No matter Orym’s fears, Imogen knew Fearne had spoken for all of them when she said they’d kill Delilah as many times as it took. They just had to figure out how.
Imogen could work on that.
Well.
There were some things they had to do first, but if they survived Predathos, surely the Tempest, surely all of those people at Whitestone who hated Delilah so much, would jump at the chance to help get rid of her for good. Lord Percival was kind of a dick, but Lady Vex’ahlia seemed to have him under control, and if they couldn't help, they had to know people. Someone could help, and Imogen would absolutely fucking leverage Ruidus and Predathos and everything the Bells had done and sacrificed to get what they needed.
They could make a plan, and Laudna could decide how she wanted to live her life. Yeah, it would hurt badly for Laudna to choose Delilah again, but at least then she and Laudna could both be sure it was a real choice. Laudna was worth the risk. Always.
In the meantime, Imogen could hold onto this for the both of them. She wanted this, and she was ready to fight for it if Laudna wanted it, too. The spark of hope she'd tried to snuff out earlier flared back to life, and she let herself start to believe that Laudna did want it, would want it, would fight right beside her if she believed it could be real. Maybe she just needed a little hope too. Imogen could share.
Caviar licked at her, and she let him, moving to lie back down as he moved away from the edge of the bed and relaxed a little.
She put a hand on one of his front paws, and he raised it up, laying it over her arm, the rough pads scraping her skin. “We’re gonna try this again, okay? I’m gonna try this again.” Hard bone and wet sinew pressed against the inside of her elbow as he lay his head and neck over her, a comforting weight. “For Laudna.”
A bird chirped happily outside their window, and Imogen closed her eyes.

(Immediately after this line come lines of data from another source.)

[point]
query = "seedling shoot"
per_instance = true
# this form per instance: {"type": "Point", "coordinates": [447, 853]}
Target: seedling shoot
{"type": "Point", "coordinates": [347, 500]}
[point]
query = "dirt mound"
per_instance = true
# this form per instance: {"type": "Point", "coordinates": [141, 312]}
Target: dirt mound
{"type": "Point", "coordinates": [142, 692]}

She woke in their bed, still facing away, still curled into herself, and she turned immediately, reached out to Laudna as she stared at the sharp point of her shoulder and the plane of her back.
Laudna?
The response was immediate, concerned. Imogen? Are you alright?
I love you.
Laudna turned, and Imogen watched her eyes take her in, her teeth worrying at her bottom lip in a way that made Imogen itch to reach out and soothe her.
When their eyes met, Imogen put a hand between them.
I love you so much. No matter what. Even if she’s with you forever, with us forever, I don’t care. I want you, okay? If you want that, want me, I’m yours.
She was crying, dark stains moving down pale cheeks, and she was still bundled into herself, small and in her own blankets. Imogen eyed her hand between them and thought about choice.
I…I’d like to hold your hand, if that’s something you want.
Nearly immediately, Laudna’s hand was out of her blankets and on Imogen's, cold and perfect.
It is. It is. I…I thought you would want space. After…
Imogen shifted so that their fingers laced, traced her thumb over the skin at Laudna's wrist.
I don’t want space from you, darlin’. I want…
She stopped because it wasn’t the time for a full conversation, but she shifted closer, lifted their hands to press a kiss to the back of Laudna’s, did it again when she heard Laudna’s small sound of relief. She laced their fingers again, thumb over knuckles this time, and moved closer still, until their feet were nearly touching, sighed happily when a cold ankle moved to rest on hers.
Caviar came to visit in my dream.
Oh? Laudna lifted her eyes from where they’d been fixed on their joined hands. Tell me about it?
We went explorin’, she offered, and started with Laudna’s garden.